Hörspielmanifest für Körperteile

Am Rande des Untergangs vergnügt sich das Kapital

Eine Werbe-Postkarte für die Plansprache Esperanto aus dem Jahr 1905.
Eine Utopie der Verständigung: die Universalsprache Esperanto. © Jean Vigne / imago images / Kharbine Tapabor
Von Joël László · 08.01.2023
• Doku-Fiktion • Wir alle sind Teile von etwas Größerem. Und alle Teile hängen zusammen. Weshalb aber tun wir uns unaufhörlich schreckliche Dinge an? Ein Hörspiel über zwei historische Idealisten und ihre Utopien der Verständigung.
1906 kreuzen sich im polnischen Białystok die Biografien eines älteren und eines jüngeren Mannes, die für einige Zeit fast gegenüber gewohnt haben. In ihrer Heimatstadt lebt damals eine jüdische Mehrheit. Auf der Straße verständigt man sich gleichzeitig und nebeneinander auf Russisch, Polnisch, Jiddisch und Deutsch. Als es zu einem grausamen Pogrom kommt, werden Ludwik Zamenhof und David Kaufmann Augenzeugen: Ersterer wird weltberühmt als Erfinder der Plansprache Esperanto, die internationale Verständigung erleichtern soll. Der jüngere David Kaufman nimmt in Moskau den Namen Dziga Vertov an und gilt als ein herausragender Pionier des Stummfilms und des frühen Tonfilms.
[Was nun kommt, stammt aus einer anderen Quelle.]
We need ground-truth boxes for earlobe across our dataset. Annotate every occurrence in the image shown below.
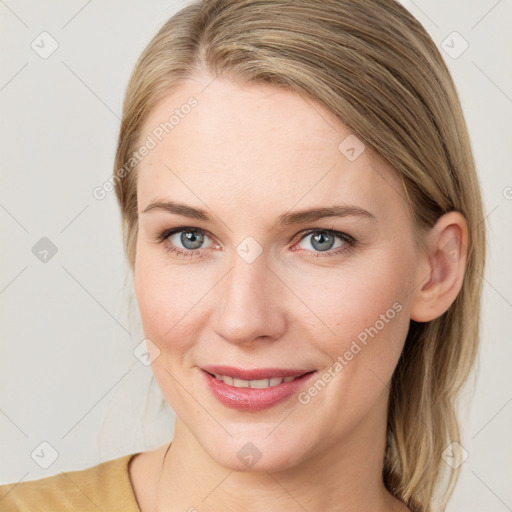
[411,212,469,322]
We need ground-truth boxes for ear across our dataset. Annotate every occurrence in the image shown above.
[411,212,469,322]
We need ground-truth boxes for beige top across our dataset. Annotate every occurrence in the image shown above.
[0,453,141,512]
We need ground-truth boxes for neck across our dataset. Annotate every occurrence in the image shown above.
[157,392,407,512]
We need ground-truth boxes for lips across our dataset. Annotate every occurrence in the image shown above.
[201,366,315,411]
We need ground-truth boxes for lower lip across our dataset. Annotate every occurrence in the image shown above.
[201,370,316,411]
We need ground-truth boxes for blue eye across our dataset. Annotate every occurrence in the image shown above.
[157,227,356,258]
[168,229,208,250]
[299,229,355,258]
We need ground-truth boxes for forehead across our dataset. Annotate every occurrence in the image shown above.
[138,73,403,222]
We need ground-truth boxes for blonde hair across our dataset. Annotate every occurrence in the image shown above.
[114,0,485,511]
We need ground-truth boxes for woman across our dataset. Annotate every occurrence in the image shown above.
[0,0,485,512]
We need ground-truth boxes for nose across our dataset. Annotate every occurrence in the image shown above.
[211,255,287,345]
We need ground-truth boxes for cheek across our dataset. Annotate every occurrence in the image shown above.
[300,244,415,372]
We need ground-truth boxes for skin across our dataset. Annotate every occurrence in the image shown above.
[129,74,468,512]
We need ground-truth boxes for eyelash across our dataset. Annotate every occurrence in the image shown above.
[156,226,357,258]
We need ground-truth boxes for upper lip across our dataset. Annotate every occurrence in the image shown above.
[201,365,314,380]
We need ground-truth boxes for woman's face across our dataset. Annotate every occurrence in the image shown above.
[134,72,425,470]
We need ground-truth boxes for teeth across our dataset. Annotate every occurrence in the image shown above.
[215,373,297,389]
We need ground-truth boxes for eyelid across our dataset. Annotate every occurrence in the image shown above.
[156,226,356,257]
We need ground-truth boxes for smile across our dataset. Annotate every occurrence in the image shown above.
[201,366,317,412]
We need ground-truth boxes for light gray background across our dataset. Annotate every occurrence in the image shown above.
[0,0,512,512]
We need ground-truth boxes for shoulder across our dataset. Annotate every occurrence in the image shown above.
[0,453,140,512]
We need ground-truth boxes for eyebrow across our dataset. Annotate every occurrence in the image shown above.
[142,201,376,225]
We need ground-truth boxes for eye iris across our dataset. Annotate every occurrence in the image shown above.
[311,231,334,251]
[180,231,204,249]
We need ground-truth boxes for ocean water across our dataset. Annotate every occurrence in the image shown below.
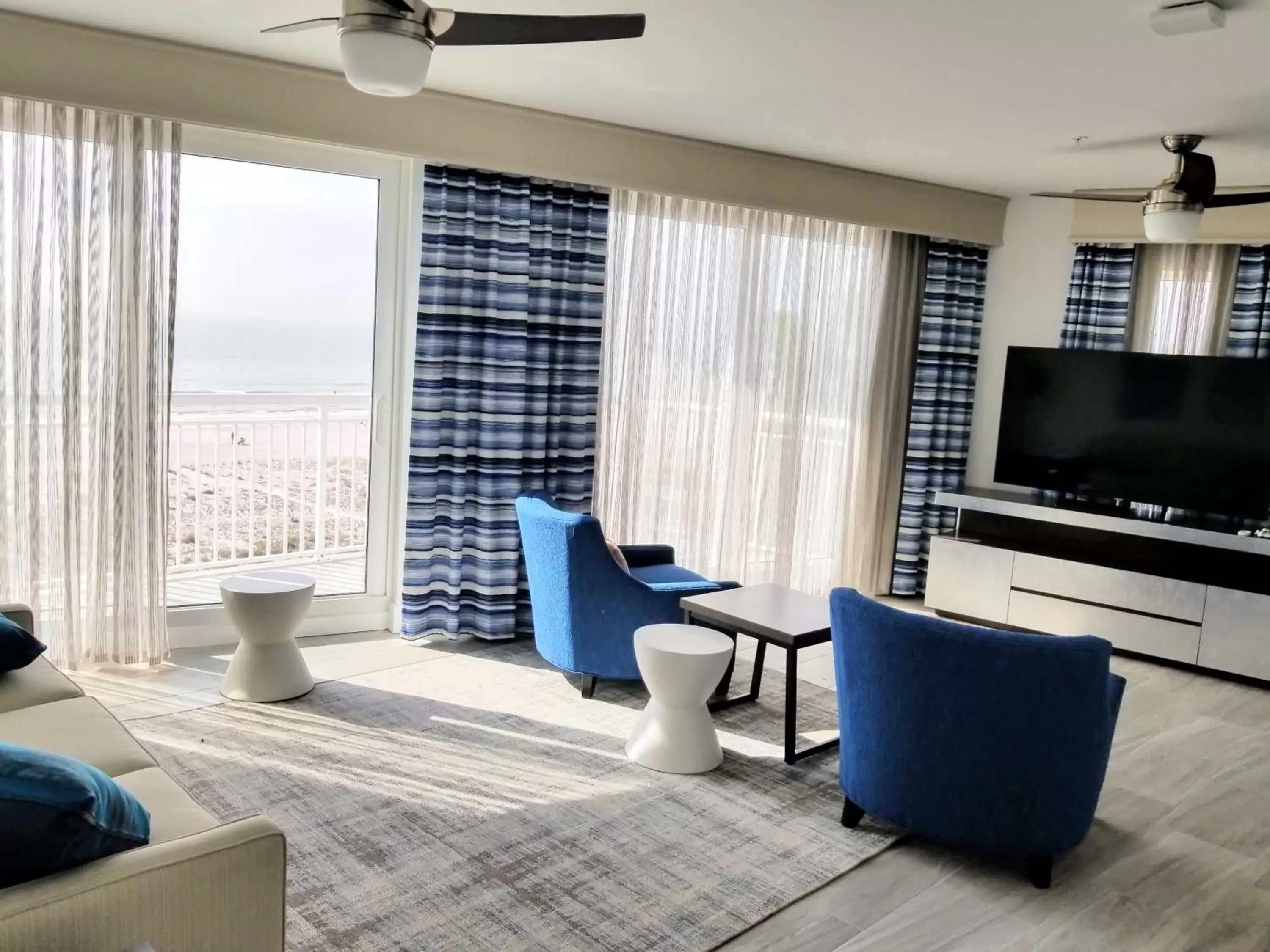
[173,312,375,393]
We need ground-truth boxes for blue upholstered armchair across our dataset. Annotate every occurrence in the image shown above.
[516,493,732,697]
[829,589,1125,889]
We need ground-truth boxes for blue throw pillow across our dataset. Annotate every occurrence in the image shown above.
[0,614,44,674]
[0,744,150,886]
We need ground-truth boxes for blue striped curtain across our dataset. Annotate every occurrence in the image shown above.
[1058,244,1137,350]
[1226,245,1270,359]
[892,239,988,595]
[403,166,608,638]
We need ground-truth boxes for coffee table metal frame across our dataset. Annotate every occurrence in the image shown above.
[679,585,841,764]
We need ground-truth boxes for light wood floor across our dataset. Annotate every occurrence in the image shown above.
[723,658,1270,952]
[75,632,1270,952]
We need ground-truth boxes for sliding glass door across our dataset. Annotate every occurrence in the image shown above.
[168,131,404,641]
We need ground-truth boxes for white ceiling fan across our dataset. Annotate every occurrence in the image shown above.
[262,0,644,96]
[1033,135,1270,244]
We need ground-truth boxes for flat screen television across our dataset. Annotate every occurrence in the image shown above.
[994,347,1270,519]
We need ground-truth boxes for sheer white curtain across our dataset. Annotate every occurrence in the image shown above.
[0,98,180,668]
[1129,245,1240,355]
[596,190,922,593]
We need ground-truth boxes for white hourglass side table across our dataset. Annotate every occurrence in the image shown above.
[626,625,733,773]
[221,571,316,701]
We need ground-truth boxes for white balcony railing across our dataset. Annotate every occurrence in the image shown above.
[168,393,371,575]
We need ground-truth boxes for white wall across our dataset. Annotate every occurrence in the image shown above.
[965,198,1074,486]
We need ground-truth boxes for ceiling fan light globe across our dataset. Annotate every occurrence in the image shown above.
[1142,207,1204,245]
[339,29,432,96]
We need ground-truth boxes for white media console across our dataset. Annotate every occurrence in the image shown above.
[926,489,1270,680]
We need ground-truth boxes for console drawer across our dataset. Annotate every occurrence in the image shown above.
[1010,592,1199,664]
[1011,552,1206,627]
[1199,585,1270,680]
[926,536,1015,625]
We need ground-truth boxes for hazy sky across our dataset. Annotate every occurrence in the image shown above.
[173,156,378,393]
[177,155,378,326]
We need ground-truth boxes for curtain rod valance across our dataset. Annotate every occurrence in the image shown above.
[0,13,1008,245]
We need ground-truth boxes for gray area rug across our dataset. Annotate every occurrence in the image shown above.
[130,642,897,952]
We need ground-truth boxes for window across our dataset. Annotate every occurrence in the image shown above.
[168,129,405,644]
[1129,245,1240,354]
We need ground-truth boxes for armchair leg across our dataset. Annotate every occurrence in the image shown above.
[842,797,865,830]
[1024,856,1054,890]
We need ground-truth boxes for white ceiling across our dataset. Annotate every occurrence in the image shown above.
[7,0,1270,195]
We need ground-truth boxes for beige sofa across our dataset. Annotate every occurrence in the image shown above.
[0,605,287,952]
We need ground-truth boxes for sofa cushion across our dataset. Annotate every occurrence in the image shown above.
[114,767,220,843]
[0,697,155,777]
[0,658,84,713]
[0,744,150,885]
[0,614,47,671]
[630,564,710,585]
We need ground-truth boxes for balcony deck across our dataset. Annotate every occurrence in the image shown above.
[168,548,366,608]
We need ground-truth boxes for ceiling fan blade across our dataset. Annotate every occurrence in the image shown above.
[1173,152,1217,204]
[1033,192,1147,202]
[260,17,339,33]
[1204,192,1270,208]
[433,10,644,46]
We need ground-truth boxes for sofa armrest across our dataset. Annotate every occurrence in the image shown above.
[618,546,674,569]
[0,816,287,952]
[0,605,36,635]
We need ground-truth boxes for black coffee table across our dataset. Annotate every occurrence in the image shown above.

Seinem Werk „Der Mann mit der Kamera“ stellt er ein Manifest voran, das auf eine neue, alle Menschen vereinigende visuelle Sprache zielt.
Mit einem Reden und Sehen, das die Menschen zu einander hin und weg von der Gewalt zu führen versucht, spricht sich das Hörspiel in die Gegenwart hinein und denkt nach – mit Augen, Ohren, dem Mund, Händen und Gliedern.
Porträt von Ludwik Zamenhof (1859-1917), dem Erfinder der Kunstsprache Esperanto.
Porträt von Ludwik Zamenhof (1859-1917), dem Erfinder der Kunstsprache Esperanto.© imago / UnitedArchives

Am Rande des Untergangs vergnügt sich das Kapital
Von Joël László
Regie: Henri Hüster
Mit: Sandra Gerling, Sebastian Hufschmidt, Jirka Zett, Carlo Ljubek, Rafael Stachowiak
Komposition: Florentin Berger-Monit und Johannes Wernicke
Ton: Kay Poppe
Produktion: Deutschlandfunk Kultur 2020
Länge: 86'59

Joël László, geboren 1982 in Zürich, schreibt Theaterstücke und Prosa und arbeitet als Übersetzer. Er studierte Islamwissenschaft und Geschichte und lebte längere Zeit in Kairo. Hausautor am Theater Basel in der Spielzeit 2017/18. Theaterstücke u.a. „Wiegenlied für Baran“ (2013), „Die Verschwörerin“ (2018). Weiteres Hörspiel: „ANTE oder der Thunfisch“ (BR 2019).